You may have noticed that I took a vacation from blogging over the summer. That vacation is over this weekend with the resumption of the Sunday morning education program at the Cathedral. Dates to put in your calendar are
- Sunday, APRIL 7: KICKOFF SUNDAY - Join in the festivities of Kick-Off Sunday in the Great Hall and learn about the many ministries of Christ Church and ways to become involved
- Sunday, APRIL 14: ADULT EDUCATION PREVIEW in the Great Hall
- Sunday, APRIL 21: Exploring the Connections meets in the Bride's Room at 10:00 AM
And what will we be talking about this fall? Politics, of course! Hopefully, though, it will be politics with a difference. The book we'll read as a basis for our conversation is The Great Awakening: Reviving Faith and Politics by Jim Wallis (HarperOne, 2008).
Veterans of Exploring the Connections will remember that Wallis' God's Politics: Why The Right Gets It Wrong and The Left Doesn't Get It (2006) helped launch our group. Of course, it did a great deal more. In Wallis' own words:
God's Politics challenged America to "take back the faith" from the Religious Right. And we did—you did—as millions of Americans stood up and spoke for a different kind of faith. As I say to overflow crowds around the country, "The monologue of the Religious Right is over, and a new dialogue has now begun." And everybody cheers. In the churches, a combination of deeper compassion and better theology has moved many far beyond the partisan politics of the Religious Right. … The evangelical social agenda is now much broader and deeper, engaging issues such as poverty and economic justice, global warming, HIV/AIDS, sex trafficking, genocide in Darfur, and the ethics of the war in Iraq (The Great Awakening, pp, 4-5).
But what about the left? Are they/we "getting it"? Again, Wallis' own words:
Even more amazing, the Left—including the Democrats—is starting to get it. Progressive politics is remembering its own religious history and recovering the language of faith. Democrats are learning to connect issues with values, engaging the faith community, and running more candidates who have become emboldened to come out of the closet as believers (The Great Awakening, p. 5).
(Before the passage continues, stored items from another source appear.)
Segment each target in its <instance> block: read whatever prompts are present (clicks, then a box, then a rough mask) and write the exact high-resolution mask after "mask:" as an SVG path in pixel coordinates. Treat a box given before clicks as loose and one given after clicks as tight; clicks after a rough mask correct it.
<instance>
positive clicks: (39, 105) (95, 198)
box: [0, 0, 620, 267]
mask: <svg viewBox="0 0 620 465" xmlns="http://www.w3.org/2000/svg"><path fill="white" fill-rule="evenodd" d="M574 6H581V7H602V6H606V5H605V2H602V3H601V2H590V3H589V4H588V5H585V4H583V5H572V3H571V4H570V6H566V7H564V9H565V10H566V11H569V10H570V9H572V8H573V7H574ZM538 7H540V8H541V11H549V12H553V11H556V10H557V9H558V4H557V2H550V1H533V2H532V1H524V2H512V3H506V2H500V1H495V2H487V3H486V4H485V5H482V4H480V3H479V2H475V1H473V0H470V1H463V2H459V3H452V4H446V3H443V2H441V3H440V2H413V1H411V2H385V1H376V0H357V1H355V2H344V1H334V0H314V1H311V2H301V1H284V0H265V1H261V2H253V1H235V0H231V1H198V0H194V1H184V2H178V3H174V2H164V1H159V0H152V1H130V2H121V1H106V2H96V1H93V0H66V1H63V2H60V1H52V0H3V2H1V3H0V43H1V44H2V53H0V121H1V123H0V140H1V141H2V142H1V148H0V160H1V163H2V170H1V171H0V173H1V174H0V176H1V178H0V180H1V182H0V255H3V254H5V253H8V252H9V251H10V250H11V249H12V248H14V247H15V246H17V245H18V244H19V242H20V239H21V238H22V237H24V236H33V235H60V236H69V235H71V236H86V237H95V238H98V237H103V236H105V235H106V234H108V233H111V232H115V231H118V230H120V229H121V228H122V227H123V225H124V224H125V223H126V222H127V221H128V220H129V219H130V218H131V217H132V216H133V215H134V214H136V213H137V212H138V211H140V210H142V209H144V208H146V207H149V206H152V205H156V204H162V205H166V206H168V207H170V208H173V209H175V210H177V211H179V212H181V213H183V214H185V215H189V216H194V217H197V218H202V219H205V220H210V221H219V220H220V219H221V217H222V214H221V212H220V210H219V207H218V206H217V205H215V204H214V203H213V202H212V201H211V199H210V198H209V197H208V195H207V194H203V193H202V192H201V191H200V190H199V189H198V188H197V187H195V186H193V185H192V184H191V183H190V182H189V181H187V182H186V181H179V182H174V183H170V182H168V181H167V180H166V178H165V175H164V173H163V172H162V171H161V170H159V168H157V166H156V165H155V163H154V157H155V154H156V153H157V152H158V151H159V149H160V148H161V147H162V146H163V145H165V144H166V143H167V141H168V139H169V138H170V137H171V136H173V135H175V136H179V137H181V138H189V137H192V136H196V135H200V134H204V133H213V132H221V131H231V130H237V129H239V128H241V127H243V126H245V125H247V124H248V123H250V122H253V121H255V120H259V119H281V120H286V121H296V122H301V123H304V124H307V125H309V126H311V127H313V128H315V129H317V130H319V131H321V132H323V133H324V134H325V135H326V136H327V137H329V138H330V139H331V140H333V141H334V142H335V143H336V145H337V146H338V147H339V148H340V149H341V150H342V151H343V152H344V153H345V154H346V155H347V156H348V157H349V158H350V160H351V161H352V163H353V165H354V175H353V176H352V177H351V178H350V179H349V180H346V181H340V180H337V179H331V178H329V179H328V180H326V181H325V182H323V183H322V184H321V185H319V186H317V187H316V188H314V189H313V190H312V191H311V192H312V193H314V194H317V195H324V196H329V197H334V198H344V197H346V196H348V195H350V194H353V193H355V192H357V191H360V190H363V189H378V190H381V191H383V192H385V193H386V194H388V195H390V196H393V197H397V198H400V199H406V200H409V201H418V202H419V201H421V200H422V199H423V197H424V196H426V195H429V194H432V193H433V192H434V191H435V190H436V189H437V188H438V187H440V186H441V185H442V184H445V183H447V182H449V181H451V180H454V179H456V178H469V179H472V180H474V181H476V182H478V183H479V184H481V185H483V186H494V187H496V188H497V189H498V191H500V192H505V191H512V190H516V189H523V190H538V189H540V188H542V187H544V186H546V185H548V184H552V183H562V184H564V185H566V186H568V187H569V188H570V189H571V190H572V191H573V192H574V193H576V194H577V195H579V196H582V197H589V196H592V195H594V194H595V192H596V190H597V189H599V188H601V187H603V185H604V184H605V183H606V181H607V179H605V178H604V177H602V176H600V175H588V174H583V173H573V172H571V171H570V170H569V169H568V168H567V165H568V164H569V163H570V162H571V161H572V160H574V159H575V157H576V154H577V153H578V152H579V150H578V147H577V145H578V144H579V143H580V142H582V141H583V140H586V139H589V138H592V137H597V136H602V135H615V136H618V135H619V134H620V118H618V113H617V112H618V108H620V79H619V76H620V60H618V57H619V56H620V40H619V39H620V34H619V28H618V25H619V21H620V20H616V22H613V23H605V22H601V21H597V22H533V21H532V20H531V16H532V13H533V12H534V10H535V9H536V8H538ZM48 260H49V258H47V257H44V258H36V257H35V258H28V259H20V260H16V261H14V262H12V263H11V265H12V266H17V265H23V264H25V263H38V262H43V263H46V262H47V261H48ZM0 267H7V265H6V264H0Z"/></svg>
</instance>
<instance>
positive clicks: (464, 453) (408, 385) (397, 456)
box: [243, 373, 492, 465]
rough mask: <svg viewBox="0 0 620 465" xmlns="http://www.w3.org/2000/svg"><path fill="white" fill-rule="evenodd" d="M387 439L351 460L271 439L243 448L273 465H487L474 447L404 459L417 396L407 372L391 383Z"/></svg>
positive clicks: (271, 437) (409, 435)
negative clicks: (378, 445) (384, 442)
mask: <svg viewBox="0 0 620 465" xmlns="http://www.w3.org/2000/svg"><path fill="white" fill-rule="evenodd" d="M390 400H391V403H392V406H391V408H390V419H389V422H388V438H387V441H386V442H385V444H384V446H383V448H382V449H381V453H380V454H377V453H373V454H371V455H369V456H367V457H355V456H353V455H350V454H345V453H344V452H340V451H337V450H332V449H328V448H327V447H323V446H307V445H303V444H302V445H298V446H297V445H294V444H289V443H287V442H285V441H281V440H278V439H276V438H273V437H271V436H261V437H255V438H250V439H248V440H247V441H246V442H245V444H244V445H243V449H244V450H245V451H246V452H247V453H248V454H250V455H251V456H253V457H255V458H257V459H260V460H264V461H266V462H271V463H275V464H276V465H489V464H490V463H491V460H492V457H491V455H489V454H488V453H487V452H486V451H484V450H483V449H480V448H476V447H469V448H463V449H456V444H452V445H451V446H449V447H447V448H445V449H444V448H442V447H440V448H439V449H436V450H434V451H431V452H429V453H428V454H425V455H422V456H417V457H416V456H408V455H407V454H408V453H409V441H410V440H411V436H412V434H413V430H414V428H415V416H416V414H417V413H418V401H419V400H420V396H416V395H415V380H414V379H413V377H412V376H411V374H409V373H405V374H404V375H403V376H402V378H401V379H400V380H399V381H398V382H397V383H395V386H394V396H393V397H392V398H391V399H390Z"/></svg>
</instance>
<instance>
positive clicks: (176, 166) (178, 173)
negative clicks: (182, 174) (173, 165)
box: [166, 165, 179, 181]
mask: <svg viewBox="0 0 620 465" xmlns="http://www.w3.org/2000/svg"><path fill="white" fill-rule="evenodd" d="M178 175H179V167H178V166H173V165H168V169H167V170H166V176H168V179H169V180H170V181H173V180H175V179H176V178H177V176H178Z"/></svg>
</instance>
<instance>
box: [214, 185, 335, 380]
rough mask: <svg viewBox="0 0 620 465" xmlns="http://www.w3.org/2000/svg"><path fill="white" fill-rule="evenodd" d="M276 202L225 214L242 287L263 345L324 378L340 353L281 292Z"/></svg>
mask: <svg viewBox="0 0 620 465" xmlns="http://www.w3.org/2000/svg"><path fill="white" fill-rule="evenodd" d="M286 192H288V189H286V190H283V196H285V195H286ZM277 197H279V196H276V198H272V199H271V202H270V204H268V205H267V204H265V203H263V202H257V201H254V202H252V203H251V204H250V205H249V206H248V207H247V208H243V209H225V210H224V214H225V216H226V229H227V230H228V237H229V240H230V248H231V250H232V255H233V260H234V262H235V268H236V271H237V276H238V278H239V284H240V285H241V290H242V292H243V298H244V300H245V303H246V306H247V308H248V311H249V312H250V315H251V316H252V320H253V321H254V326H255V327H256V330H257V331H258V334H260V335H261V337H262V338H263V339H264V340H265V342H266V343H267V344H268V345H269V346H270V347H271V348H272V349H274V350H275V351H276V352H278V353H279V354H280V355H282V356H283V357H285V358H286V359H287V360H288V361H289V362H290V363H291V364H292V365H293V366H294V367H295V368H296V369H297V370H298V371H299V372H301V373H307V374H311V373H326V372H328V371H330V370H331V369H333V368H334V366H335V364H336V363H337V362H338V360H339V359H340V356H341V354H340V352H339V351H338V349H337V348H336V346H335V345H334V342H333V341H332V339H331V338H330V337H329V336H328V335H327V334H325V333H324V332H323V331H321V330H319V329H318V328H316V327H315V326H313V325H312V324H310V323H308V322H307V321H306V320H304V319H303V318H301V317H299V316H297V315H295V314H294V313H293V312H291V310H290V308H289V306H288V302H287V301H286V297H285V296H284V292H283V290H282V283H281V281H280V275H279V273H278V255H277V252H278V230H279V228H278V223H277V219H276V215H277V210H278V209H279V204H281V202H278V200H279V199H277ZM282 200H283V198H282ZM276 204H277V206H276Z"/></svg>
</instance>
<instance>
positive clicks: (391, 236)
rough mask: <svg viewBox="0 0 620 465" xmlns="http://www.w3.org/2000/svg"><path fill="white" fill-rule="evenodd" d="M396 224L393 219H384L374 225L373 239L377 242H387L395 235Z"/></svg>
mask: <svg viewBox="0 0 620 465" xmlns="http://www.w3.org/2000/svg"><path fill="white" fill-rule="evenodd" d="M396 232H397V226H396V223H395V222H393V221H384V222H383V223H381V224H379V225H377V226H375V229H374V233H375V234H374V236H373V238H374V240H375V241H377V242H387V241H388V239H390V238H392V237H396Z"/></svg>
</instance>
Taking both quotations together, do you find yourself in there somewhere?
Speaking for myself, I have reconnected with significant periods in my history. Wallis' book would have made perfect sense to that kid way back when who was steeped in the faith/political activism of Irish Methodism. At 12 years old, I knew the story of the Tolpuddle Martyrs who, in the 1830s, formed the Friendly Society of Agricultural Laborers - first labor union in English history. Seven members in all (five were Methodists), they were convicted of swearing an illegal oath to one another, and were sentenced to be transported to Australia in irons and to be imprisoned there for 7 years (read more of the story HERE). I learned of William Willberforce's relation with John Wesley long before Jim Wallis reminded me of it (The Great Awakening, p. 18). And very recently, some of us met and heard the Rev. Harold Good, the Irish Methodist minister who, with others, was instrumental in persauading the Irish Republican Army to decommission its arms in 2005. To crown it all, I say sincerely, that our Exploring the Connections group is the nearest thing to a Methodist Class Meeting that I have experienced in my nearly 50 years in the U.S.!
So, where are you in all of this? How do you put together aspects of your religious history with our fall curriculum? These are NOT rhetorical questions! Use the Comments at the bottom of this posting to share how you present discipleship perhaps fulfils early aspects of your own faith journey.
As we say from time to time - LET THE CONVERSATION BEGIN!